Но только вдохни и испробуй сперва
Рожденье всего моего существа.
Без грехопаденья и взрослой возни
Себя самого из кроватки возьми
И смело порывом спасенной души
В себя самого переход соверши.
Твой голос неровен, твой опыт укрыт.
А он улыбнется и не укорит
И над колыбелью в надежных руках
Усилит мой подвиг, осилит мой страх.
Младенческий выдох, младенческий мёд
Вберет мою душу и тело возьмёт.
И прикосновеньем, ответной судьбой
В моих же руках уведет за собой.
В моих же руках ты мне сделать помог
И первый мой выдох, и первый мой вздох.
Теперь окончательно подстереги
Созвучье последней и первой строки.
В рожденье и смерти мгновенен и скор,
Победой реши их затянутый спор
И снова испробуй на вкус и на цвет
Последний закат и первый предмет.
Когда я тебя на столе пеленал,
Ты принял меня и отверг мой финал
И в белой кроватке уснул и затих.
Двумя кулачками сжимая мой стих.
И вот я объявлен и сотворим
Прозреньем твоим и зреньем твоим.
И вот я от радости снова таков
На веках твоих и во веки веков.
В твоем забытьи непременно ясны
Цветные мои долгожданные сны.
И вслед за тобою, как ты, глубока,
Моя глубина покрывает века.
6.
Мгновенное время и опыт живой
Покрыты безвременной синевой.
Как стол посреди, как весы у окна,
Моя «Илиада» обновлена.
Торжественно ждут и читают ее
Отцовство мое, материнство мое.
В эпоху распада и взорванных вех
Моя «Илиада» укроет мой век.
Младенец ручонки раскинул и спит,
Как будто к стальной крестовине прибит.
Родитель проснулся в холодном поту,
Но век сохраняет свою слепоту.
Мне кто-то внушает: не трогай.
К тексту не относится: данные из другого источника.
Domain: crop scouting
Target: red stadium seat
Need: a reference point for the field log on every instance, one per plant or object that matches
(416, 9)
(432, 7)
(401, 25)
Позволь
Ребенку распятому чувствовать боль.
И, чтобы всех нас от проклятья спасти,
Крещением нашим его окрести.
Гекзаметры гнева, безжалостный стих
Почувствуют гвозди в ладошках своих.
Удвой испытанье во имя любви.
Любовь и страданье отождестви.
Ужасна веков откровенная суть.
Отец, не сдавайся и дай мне уснуть.
Моим несогласьем внутри и вовне
Когда-нибудь я одолею вдвойне.
Быстрее и зорче вокруг посмотри.
Тебя окружают лесные цари.
Они заговаривают и со мной.
А я охранен крестовиной стальной.
Затупит любого гвоздя острие
Мое излученье, ученье мое.
И что бы века ни придумали там,
Лесному царю я тебя не отдам.
Кроватка моя, болевая кровать.
Кто может меня от тебя оторвать?
Сливаются без берегов и без дна
Моя глубина и твоя глубина.
Века покрывает гекзаметр твой
Моей синевой и твоей синевой.
Святое усилие употребя,
Они – мой младенец в руках у тебя.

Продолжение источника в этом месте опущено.